Martínez not only knew of the irregularities that Jorge Enrique Pizano showed him, but helped the very business that built la Ruta del Sol to make a settlement agreement to manage these irregularities as a matter of corporate governance—as nothing more than a controversy between associates. There Odebrecht committed to returning more than $10 million USD to society.
So then, what are lawyers not for? Is there a point in which a lawyer stops acting as such, and becomes instead a criminal, or carries out acts that go against the profession’s ethics? How ethical and legal is it to draft a settlement agreement commissioned by a company whose owners have been involved in serious cases of corruption abroad, when there is information from one of the auditors of that company indicating that there are irregular payments by the company that seem to be criminal? Does calling it is a matter between associates mean we can ignore the other facets of the case, such as the public funds involved, the alleged crimes committed, or the available information about Odebrecht’s habitual actions? (Remember that Cohen claimed all he did was manage a “simple private transaction.”) Does being a contracted lawyer for such ends safeguard the relationship, and allow one to pursue whatever means to defend the interests of the client?
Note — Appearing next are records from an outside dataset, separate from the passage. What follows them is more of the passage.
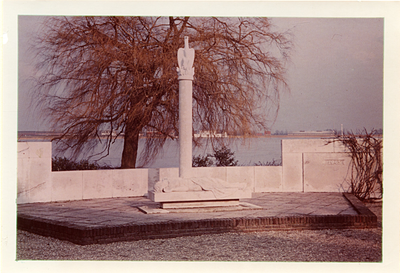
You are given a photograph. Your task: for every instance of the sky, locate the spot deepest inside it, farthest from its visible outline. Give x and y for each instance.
(335, 74)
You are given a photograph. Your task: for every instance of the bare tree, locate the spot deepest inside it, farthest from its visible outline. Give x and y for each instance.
(119, 74)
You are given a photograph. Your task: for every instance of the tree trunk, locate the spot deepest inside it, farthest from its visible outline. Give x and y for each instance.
(131, 145)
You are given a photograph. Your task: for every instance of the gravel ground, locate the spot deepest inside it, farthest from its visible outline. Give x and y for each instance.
(347, 245)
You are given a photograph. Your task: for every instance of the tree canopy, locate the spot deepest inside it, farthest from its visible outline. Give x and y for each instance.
(119, 74)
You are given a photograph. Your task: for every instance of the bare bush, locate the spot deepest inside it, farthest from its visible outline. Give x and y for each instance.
(365, 170)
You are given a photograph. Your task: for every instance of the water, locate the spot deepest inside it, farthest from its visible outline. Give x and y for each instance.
(248, 152)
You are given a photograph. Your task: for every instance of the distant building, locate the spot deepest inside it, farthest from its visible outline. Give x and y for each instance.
(312, 133)
(210, 134)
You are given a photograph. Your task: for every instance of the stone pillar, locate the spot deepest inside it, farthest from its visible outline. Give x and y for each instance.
(185, 77)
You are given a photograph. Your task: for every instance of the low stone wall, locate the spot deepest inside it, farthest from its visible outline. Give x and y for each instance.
(308, 165)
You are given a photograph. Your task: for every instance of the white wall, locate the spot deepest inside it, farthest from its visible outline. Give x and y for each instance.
(308, 165)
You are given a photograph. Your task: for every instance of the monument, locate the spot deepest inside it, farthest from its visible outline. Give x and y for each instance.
(186, 191)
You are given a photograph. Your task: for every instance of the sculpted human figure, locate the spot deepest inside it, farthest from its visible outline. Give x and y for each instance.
(185, 60)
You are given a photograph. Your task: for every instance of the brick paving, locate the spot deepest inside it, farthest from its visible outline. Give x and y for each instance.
(120, 219)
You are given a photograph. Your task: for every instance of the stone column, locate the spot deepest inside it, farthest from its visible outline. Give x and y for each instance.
(185, 77)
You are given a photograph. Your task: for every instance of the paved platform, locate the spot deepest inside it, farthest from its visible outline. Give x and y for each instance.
(121, 219)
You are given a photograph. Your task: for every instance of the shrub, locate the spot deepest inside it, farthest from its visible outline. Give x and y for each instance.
(223, 157)
(65, 164)
(269, 163)
(202, 161)
(365, 169)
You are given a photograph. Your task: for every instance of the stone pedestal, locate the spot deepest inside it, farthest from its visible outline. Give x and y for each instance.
(185, 128)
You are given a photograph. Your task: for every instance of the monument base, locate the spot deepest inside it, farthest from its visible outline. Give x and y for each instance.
(196, 199)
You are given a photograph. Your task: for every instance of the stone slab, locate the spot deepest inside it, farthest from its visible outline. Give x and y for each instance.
(155, 209)
(325, 172)
(195, 196)
(200, 204)
(267, 179)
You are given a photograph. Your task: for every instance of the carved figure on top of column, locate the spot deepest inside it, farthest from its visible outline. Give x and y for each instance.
(185, 62)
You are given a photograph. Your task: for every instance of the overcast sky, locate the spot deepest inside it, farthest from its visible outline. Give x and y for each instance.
(335, 74)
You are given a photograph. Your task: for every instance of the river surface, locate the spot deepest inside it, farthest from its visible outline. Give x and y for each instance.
(247, 151)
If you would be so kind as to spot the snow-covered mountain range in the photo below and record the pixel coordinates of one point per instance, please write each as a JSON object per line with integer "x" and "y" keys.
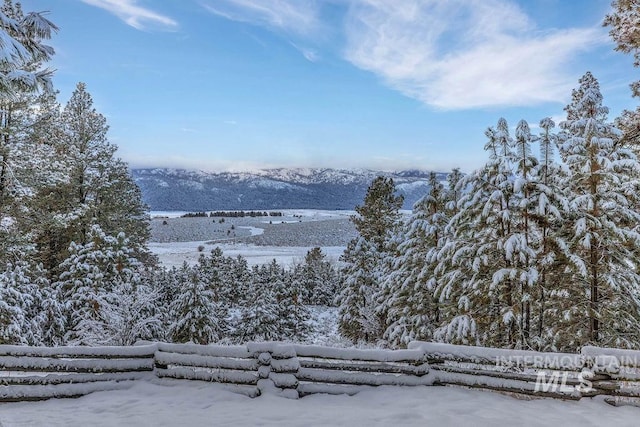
{"x": 283, "y": 188}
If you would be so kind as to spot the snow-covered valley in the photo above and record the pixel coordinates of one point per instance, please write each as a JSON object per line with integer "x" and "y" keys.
{"x": 259, "y": 240}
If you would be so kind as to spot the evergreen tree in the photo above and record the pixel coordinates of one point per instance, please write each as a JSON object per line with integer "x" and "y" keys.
{"x": 363, "y": 258}
{"x": 602, "y": 222}
{"x": 259, "y": 313}
{"x": 411, "y": 310}
{"x": 194, "y": 310}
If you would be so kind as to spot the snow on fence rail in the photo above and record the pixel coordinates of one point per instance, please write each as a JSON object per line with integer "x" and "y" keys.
{"x": 291, "y": 370}
{"x": 36, "y": 373}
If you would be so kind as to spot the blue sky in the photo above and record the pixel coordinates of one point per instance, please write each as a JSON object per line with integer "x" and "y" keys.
{"x": 380, "y": 84}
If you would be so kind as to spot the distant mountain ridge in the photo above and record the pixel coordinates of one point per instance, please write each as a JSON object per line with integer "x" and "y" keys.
{"x": 282, "y": 188}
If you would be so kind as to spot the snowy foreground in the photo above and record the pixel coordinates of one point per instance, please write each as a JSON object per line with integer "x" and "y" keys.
{"x": 193, "y": 403}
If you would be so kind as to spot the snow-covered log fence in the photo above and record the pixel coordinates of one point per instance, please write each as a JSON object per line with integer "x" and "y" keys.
{"x": 617, "y": 371}
{"x": 37, "y": 373}
{"x": 235, "y": 366}
{"x": 292, "y": 370}
{"x": 338, "y": 371}
{"x": 555, "y": 375}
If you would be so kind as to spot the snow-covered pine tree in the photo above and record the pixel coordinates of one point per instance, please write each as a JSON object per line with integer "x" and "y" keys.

In Colombia at least, the answer is written in law: acting in bad faith in the exercise of a profession is professional misconduct, and in some cases, as is the commission of certain crimes.
The cases of Cohen and Greebel show that there is a line that cannot be crossed. Cohen, in his role as a lawyer, should have managed the conflict between two women and his client. Instead, he ended up violating electoral standards and lying to the US Congress. Greebel, for his part, in his rush to protect the financial interests of his client and assure that he could continue operating, aided in the commission of wire fraud. What is the line that Néstor Humberto Martínez should tread? This is the question that remains today, that the Attorney General himself should answer to Colombian society—not only for the sake of his own defense, but also as an exercise in public ethics and in dignifying the legal profession. We need him to tell us what lawyers are not for.